そんな中で、次々と警察官や医師たちに異変が起きてくる。皆、精神的にも肉体的にもとうに限界を超えていた。そんな様子を、混乱する現場の中で著者は苦渋の思いで見つめていた・・・・。

本文には遺体の写真などは一切掲載はされていない。しかし、文章による描写ですら思わず眉をしかめてしまうほどの遺体の状況。膨大な肉片の中から肉親を必死で探す遺族の姿・・・・・私は涙が止らなかった。人の命という物は如何に儚く、そして大切な物であるか。遺族も日航関係者も、そして検死に立ち会った医療従事者たちも、それぞれの立場で苦しみ、疲弊していったのである。弁当のご飯が蛆虫に見えて食事が取れなかった人もいたと聞く。

最近は事故現場まで通じる登山道が整備され登りやすくなったと聞くが、遺族とは別に、物見遊山で現場に登り、慰霊碑の前でピースサインをしながら写真を撮る風景もたまに見られるそうである。若者にとっては、自分たちが生まれる前の単なる「歴史」の一部に過ぎないのかもしれない。でも、未だに現場では、墜落した機体の破片や犠牲者の骨片が見つかるという。御巣鷹の尾根に登る者は、犠牲者や遺族の想いに十分配慮すべきである。中途半端な気持ちで登ってはいけないのだと思っている。
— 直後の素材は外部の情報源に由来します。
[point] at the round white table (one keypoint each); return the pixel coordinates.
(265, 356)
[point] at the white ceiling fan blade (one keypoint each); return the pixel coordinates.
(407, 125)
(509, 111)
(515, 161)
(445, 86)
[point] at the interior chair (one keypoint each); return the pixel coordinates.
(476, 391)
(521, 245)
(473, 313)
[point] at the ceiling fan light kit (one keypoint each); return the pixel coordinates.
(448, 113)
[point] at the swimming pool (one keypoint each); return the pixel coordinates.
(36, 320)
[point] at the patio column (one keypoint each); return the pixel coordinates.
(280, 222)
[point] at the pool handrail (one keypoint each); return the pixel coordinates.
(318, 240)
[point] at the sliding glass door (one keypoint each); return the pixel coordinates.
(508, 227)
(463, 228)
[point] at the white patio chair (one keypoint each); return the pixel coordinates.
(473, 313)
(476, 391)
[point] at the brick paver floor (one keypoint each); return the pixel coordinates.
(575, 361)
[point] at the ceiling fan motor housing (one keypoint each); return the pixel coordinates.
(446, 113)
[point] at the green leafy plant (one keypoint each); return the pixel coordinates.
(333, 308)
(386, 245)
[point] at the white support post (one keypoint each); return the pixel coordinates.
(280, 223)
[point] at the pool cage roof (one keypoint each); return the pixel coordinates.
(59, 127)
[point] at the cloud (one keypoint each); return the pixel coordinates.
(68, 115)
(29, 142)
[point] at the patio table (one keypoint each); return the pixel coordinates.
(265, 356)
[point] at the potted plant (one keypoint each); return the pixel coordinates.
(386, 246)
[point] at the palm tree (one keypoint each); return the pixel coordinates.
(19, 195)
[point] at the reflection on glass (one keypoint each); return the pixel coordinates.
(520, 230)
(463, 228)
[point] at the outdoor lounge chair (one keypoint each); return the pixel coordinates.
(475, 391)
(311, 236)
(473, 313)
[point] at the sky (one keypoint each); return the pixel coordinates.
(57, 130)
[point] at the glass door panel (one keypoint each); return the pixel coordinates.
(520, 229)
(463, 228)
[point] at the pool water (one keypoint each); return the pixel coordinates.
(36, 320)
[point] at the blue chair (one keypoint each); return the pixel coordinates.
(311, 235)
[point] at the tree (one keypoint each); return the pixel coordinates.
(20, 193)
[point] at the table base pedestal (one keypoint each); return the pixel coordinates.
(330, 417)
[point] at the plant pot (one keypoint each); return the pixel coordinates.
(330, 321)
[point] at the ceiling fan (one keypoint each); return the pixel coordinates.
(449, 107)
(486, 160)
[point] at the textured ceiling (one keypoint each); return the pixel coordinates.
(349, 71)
ちなみに、遺体確認作業に使われた体育館は現在は取り壊されているそうである。
壮絶な現場で極限状態に置かれながら必死で遺体と向き合った人たちの姿も、今はない。
これからはこの事故の風化を如何にして食い止めるかが問題である。
また、曖昧となってしまった事故原因の再調査を望む遺族も多い。



まだ、あの事故は終わっていないのである。
  • 購入金額

    1,500円

  • 購入日

    不明

  • 購入場所

    近くの書店

13人がこのレビューをCOOLしました!

コメント (2)

  • vingt-et-unさん

    2010/08/18

    GORO助さん、おじゃましております。
    この本は未読ですが、山崎豊子の「沈まぬ太陽」の御巣鷹山篇で幾たびも涙がでました。
    「沈まぬ太陽」でもこの体育館のシーン、忘れられません。
  • GORO助さん

    2010/08/19

    vingt-et-un さん、コメントありがとうございます。

    白い布を掛けられた棺が整然と並んだ体育館内部の写真を見たことがあります。でも、それは検死作業が一段落して混乱が治まったあとの姿なんですよね。現場から次々と遺体が搬入されて来た頃の体育館は地獄絵そのものだったそうです。ブルーシートに並べられた泥だらけの肉片を一つ一つ洗って写真を撮って部位を特定して・・・気の遠くなるような作業ですね。この本の著者は、自宅に帰っても着替えて風呂に入るまでは居間に入れてもらえなかったそうです。服にも身体にも腐臭が染みついているので。

    遺族の心情を綴った本も大切ですが、こういう人目に触れないところで、半ば正気を失いつつも数ヶ月間にわたって必死で遺体の身元確認作業に従事した人たちがいたことも決して忘れてはいけないのだと思います・・・・。